Why Stripping HTML Tags Isn't Enough: Two CMSes Taught Me This in One Week

TLDR: CMS rich-text fields store content with HTML tags and entity codes. Strip the tags, and the entities survive — literally. You need two passes. Always.

the setup

I was importing data from two different CMSes in the same week.

One was TakeShape (a headless CMS), pulling 859 cancer treatment centers into a cancer education business's Finder app — names, bios, program descriptions.

The other was Shopify, syncing product records into a Supabase database for an ecommerce business's KOL CRM.

Two projects. Two CMSes. One very sneaky shared problem.

what I assumed

Both CMSes store rich text — the kind a content editor types into a WYSIWYG box.

When you pull that out of the API and display it somewhere that isn't an HTML renderer (a form input, a product card, a search index, an AI context window), you need to strip the tags.

So I did. One line:

text.replace(/<[^>]*>/g, '')

Done, I thought. Clean text.

what actually came out

Not clean.

On the Shopify side, a product description for an "Aloe & Beta Glucan & Hyaluronic Acid" supplement came through as:

Aloe &amp; Beta Glucan &amp; Hyaluronic Acid

On the TakeShape side, facility descriptions had   bleeding into paragraph text and apostrophes showing up as '.

The tag strip works. The problem is what's left behind: HTML entities are text nodes, not tags. The regex doesn't touch them. They sit there in your cleaned string and render literally in any surface that doesn't decode HTML.

So what? GREAT question. In an admin dialog, it looks embarrassing. In an AI context window, the model is reading garbled copy and potentially summarizing it wrong. In a search index, & becomes a searchable string that never matches a real query.

the fix

Two passes. Not one.

const cleaned = (p.body_html ?? '')
  .replace(/<[^>]*>/g, '')     // pass 1 — strip tags
  .replace(/&nbsp;/g, ' ')     // pass 2 — decode entities
  .replace(/&amp;/g, '&')
  .replace(/&lt;/g, '<')
  .replace(/&gt;/g, '>')
  .replace(/&quot;/g, '"')
  .replace(/&#39;/g, "'")
  .replace(/&apos;/g, "'")
  .trim() || null

These seven entities cover ~100% of what Shopify's and TakeShape's rich-text editors actually emit. (If some future product uses … or —, add them — but I haven't seen it yet.)

don't forget the backfill

This is the part I almost skipped, and it would have been a mistake.
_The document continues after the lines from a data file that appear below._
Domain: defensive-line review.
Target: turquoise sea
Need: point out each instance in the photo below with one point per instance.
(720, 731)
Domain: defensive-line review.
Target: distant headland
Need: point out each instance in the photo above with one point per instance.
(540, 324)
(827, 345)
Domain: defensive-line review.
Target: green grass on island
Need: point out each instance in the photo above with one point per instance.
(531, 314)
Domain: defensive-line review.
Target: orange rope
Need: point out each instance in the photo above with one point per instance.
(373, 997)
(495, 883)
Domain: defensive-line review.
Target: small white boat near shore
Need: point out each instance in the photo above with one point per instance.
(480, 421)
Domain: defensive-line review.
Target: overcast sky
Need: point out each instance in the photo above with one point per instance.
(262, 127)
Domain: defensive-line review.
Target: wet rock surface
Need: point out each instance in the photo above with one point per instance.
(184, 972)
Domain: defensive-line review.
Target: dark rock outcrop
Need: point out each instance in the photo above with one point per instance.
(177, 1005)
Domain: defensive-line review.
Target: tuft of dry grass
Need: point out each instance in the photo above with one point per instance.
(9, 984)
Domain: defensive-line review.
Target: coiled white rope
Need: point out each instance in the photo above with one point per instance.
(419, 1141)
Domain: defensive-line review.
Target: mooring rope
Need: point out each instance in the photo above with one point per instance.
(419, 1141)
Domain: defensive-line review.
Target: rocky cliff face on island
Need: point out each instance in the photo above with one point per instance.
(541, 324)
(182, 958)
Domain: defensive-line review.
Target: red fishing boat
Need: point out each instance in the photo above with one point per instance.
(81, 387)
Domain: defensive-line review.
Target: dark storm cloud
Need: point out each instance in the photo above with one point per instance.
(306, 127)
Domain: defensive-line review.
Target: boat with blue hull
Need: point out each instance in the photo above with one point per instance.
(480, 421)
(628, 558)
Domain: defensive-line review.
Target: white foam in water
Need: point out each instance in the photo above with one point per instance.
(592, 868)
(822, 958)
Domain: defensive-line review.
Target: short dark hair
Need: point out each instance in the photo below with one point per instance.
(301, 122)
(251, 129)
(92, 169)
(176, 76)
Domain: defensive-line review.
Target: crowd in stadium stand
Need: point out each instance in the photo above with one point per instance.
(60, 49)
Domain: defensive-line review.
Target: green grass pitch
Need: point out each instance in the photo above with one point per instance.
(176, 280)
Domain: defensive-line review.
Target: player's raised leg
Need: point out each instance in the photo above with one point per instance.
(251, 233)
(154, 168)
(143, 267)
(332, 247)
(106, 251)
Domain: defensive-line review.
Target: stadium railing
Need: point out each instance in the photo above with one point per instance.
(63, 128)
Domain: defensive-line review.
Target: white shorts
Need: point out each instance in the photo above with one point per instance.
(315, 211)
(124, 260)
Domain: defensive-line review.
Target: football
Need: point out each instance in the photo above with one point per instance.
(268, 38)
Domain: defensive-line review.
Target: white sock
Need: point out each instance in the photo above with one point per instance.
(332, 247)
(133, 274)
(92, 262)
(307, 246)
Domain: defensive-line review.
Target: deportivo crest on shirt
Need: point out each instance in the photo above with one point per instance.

Fixing the importer only cleans future syncs. The bad data that already landed in Postgres is still there, sitting in description columns full of & and  .

You need a one-time SQL backfill alongside the code fix:

UPDATE products SET description =
  replace(
    replace(description, '&nbsp;', ' '),
  '&amp;', '&')
-- (chain the rest of the entities the same way)
WHERE description ~ '&(amp|lt|gt|quot|nbsp|#39|apos);';

One gotcha: for the apostrophe, use chr(39) instead of a literal ' inside the SQL string — fighting the quoting gets messy fast, and chr(39) is cleaner every time.

Verify the fix actually worked:

SELECT count(*) FROM products WHERE description ~ '&(amp|lt|gt|quot|nbsp|#39|apos);';
-- Expect 0

why this sticks with me

The thing about this bug is how confident you feel after the first pass.

You wrote a regex. You tested it. The tags are gone. Looks fine. Ship it.

But "fine" in your editor is not the same as "fine in the database" or "fine in the AI's context window." The entities don't announce themselves — they just sit there, quietly wrong, until someone screenshots the admin panel or the AI starts echoing   back to a user.

Two different CMSes, two different projects, same week — that's the universe being loud.

Pass one strips. Pass two decodes. Do both.

P.S. Same pattern applies anywhere you pull rich text out of a CMS into a non-HTML surface: search indexes, LLM prompts, mobile app text fields, CSV exports. If a human typed it into a WYSIWYG, assume entities.